Internet2 and You
eldavojohn writes "With a name like Internet2 and such high press coverage, you might think that's the future of the Internet servicing our homes. But Ars Technica looks more closely at what the odds actually are for it to become mainstream. When will you see the effects of the software, planning and hardware that went into Internet2 in your home? The odds are the very distant future — if at all. From the article: 'The Internet as we now know it is anything but obsolete. The amount of dedicated hardware and personal attention required to get networks like Internet2 and DANTE working simply makes them uneconomical for most common uses. And, unless a majority of networked content moves onto these dedicated networks, then having access to them may not do users much good. If the academic networks change the commercial ones, they'll do it in an evolutionary way, by providing improved hardware and better software for running traffic within the constraints of the existing economic structure.'"

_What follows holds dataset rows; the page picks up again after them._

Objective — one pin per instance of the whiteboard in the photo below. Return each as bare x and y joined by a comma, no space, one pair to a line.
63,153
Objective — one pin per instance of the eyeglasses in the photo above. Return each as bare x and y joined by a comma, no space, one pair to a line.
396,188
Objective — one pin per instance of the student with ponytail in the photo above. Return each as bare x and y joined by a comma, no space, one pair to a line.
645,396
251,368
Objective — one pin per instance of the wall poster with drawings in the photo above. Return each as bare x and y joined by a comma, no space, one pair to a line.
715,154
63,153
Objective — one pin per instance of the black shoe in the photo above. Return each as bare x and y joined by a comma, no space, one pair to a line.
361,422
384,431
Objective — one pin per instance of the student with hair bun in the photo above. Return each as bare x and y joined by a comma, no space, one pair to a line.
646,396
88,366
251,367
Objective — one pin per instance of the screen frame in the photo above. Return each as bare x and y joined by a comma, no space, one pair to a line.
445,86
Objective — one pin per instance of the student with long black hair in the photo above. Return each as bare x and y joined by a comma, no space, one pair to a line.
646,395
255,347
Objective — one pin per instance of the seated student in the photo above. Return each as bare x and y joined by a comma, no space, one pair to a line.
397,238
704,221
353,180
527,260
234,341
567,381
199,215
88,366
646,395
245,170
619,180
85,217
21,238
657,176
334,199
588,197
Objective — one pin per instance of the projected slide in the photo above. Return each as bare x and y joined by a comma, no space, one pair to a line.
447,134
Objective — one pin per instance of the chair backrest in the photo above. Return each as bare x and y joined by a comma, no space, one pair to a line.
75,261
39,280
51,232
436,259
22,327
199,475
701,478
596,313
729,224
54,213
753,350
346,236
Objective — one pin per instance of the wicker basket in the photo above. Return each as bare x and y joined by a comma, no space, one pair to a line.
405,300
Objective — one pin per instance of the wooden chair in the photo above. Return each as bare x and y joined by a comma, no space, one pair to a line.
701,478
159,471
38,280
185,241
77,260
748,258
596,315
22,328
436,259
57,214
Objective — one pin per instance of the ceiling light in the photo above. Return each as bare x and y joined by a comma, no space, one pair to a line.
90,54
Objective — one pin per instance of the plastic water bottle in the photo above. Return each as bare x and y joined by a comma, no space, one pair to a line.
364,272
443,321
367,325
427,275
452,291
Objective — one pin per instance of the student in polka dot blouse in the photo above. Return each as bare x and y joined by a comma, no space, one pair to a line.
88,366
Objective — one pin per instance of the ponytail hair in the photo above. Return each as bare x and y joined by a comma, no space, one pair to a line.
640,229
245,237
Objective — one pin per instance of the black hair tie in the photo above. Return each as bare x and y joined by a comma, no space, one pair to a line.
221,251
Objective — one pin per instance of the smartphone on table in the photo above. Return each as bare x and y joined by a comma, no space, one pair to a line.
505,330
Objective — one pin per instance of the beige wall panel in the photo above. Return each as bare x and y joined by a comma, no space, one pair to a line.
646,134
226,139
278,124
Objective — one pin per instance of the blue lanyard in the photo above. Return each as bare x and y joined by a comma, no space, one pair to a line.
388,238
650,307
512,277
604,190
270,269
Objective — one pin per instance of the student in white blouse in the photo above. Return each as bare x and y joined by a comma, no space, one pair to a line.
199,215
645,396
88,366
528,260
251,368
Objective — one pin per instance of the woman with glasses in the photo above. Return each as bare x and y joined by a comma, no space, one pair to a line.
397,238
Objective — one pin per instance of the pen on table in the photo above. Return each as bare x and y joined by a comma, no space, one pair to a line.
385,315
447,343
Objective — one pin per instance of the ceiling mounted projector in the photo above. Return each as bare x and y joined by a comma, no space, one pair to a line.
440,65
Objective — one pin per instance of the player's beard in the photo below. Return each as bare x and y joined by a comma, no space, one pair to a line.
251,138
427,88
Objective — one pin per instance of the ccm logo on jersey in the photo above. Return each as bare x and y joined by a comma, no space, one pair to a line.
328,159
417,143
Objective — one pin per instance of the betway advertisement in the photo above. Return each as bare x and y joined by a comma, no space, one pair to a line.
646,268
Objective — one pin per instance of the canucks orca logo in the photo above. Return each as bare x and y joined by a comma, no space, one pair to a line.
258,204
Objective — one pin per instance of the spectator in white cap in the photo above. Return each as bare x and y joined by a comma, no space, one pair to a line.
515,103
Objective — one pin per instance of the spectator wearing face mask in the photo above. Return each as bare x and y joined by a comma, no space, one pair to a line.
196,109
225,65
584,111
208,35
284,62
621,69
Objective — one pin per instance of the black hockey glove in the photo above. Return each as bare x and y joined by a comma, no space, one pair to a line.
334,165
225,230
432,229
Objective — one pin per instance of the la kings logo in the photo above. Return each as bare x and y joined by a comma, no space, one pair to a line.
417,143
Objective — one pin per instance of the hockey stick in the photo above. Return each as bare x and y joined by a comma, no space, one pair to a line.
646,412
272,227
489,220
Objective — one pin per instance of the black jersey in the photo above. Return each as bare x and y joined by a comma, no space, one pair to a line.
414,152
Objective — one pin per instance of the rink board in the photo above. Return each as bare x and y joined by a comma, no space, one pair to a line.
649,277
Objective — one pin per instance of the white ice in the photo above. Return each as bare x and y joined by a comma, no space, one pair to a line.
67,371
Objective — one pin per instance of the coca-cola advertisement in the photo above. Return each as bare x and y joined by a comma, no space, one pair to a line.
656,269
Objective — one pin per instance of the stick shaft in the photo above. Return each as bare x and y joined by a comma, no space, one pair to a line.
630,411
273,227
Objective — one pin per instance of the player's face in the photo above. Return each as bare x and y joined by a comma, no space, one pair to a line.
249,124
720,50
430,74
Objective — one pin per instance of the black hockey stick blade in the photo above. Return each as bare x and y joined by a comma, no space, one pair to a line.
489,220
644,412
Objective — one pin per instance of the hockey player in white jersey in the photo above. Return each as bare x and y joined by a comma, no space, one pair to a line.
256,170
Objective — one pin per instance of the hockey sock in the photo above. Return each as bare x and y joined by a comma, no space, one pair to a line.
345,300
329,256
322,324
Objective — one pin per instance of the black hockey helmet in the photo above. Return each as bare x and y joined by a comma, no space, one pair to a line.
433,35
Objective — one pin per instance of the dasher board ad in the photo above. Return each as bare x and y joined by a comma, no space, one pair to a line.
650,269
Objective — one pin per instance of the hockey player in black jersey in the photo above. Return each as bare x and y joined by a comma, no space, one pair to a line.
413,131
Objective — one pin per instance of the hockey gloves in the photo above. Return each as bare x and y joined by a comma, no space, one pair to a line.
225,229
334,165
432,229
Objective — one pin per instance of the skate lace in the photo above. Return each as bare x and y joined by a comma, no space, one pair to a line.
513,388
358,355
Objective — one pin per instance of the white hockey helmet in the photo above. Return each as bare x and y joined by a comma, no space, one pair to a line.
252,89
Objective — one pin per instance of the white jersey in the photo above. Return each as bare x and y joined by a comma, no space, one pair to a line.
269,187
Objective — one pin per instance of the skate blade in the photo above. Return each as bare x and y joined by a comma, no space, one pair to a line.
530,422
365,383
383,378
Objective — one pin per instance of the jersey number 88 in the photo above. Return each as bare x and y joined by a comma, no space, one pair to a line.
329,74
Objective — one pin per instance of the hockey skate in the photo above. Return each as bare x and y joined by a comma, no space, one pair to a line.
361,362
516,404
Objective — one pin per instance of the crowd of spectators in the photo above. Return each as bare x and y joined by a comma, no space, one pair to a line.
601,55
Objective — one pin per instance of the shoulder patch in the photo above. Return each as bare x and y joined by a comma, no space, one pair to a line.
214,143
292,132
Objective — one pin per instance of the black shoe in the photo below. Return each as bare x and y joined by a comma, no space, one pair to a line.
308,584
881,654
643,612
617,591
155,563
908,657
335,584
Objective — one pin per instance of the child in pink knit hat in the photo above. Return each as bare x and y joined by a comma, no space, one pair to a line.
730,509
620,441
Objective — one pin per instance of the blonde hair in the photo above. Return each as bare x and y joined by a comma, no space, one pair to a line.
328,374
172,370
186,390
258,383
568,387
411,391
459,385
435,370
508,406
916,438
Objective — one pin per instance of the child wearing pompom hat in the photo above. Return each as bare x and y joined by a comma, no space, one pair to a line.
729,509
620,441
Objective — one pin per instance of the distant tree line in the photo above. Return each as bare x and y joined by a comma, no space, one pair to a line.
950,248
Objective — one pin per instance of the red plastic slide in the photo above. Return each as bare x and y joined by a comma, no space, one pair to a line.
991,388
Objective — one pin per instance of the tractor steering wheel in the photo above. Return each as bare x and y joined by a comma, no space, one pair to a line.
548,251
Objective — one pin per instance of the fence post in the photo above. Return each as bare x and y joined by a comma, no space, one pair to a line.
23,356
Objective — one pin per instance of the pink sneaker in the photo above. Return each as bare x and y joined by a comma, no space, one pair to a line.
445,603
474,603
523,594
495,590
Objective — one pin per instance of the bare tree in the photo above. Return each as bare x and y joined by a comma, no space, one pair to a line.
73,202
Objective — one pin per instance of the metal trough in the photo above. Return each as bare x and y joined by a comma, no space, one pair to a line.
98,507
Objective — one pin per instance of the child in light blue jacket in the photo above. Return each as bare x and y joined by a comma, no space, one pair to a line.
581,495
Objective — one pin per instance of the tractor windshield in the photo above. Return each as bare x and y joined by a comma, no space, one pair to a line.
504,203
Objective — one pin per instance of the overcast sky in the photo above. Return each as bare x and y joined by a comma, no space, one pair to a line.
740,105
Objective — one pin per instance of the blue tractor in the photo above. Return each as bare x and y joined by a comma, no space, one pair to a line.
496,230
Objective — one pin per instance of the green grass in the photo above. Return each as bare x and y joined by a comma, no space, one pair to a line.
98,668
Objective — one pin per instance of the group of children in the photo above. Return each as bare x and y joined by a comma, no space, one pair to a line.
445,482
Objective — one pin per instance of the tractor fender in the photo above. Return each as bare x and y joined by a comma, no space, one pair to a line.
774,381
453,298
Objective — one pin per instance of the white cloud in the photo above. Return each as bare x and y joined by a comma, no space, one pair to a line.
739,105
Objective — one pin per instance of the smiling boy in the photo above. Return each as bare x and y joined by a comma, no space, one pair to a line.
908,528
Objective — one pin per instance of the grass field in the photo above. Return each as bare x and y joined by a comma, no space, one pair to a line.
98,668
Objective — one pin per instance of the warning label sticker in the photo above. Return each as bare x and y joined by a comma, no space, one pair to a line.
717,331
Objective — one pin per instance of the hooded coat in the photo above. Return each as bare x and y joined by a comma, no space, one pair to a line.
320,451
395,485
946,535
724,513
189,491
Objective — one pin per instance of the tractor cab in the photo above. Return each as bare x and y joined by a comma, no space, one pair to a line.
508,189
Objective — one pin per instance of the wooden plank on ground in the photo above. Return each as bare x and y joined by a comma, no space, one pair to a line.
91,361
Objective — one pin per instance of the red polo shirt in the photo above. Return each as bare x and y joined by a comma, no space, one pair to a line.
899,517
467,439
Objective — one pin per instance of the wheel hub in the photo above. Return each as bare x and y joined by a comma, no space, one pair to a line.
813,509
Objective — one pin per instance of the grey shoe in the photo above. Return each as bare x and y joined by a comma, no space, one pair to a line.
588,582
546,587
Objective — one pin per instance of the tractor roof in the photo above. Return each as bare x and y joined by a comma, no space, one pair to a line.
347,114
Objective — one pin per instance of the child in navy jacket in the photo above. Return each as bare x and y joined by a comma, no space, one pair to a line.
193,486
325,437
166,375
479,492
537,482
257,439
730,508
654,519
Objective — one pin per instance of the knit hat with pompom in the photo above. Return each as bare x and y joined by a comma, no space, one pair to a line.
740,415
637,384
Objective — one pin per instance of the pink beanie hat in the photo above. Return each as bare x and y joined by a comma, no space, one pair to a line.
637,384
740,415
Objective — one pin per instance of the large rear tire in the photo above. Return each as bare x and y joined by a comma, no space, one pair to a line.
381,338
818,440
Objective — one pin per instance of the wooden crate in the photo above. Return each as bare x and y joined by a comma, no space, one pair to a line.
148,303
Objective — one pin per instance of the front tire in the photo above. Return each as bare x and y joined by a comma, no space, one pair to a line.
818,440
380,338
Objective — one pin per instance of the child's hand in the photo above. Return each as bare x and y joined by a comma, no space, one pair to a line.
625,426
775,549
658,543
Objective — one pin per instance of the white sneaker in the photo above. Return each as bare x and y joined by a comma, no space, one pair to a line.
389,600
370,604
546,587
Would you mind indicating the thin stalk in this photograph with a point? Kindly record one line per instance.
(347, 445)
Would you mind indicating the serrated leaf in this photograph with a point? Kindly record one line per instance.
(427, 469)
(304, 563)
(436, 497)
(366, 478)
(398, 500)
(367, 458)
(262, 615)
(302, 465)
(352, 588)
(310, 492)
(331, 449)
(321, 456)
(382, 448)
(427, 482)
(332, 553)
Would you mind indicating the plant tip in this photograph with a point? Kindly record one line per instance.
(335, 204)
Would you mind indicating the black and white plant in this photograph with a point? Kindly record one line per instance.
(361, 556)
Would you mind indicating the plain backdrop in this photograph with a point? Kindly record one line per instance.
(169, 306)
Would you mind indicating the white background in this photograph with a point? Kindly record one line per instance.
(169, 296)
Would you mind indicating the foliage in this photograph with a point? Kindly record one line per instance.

The amount of dedicated hardware and personal attention required to get networks like Internet2 and DANTE working simply makes them uneconomical for most common uses.
Before the world wide web, when the internet was mainly news groups, uucp and email (with pling addresses, because there was no dns for routing. I used to think how great it would be if ordinary people could afford to connect, not just academic institutions and large technology companies. The cost ad difficulty of configuration was prohibitive.
This is where internet2 is currently. It doesn't mean it will be in a couple of decades.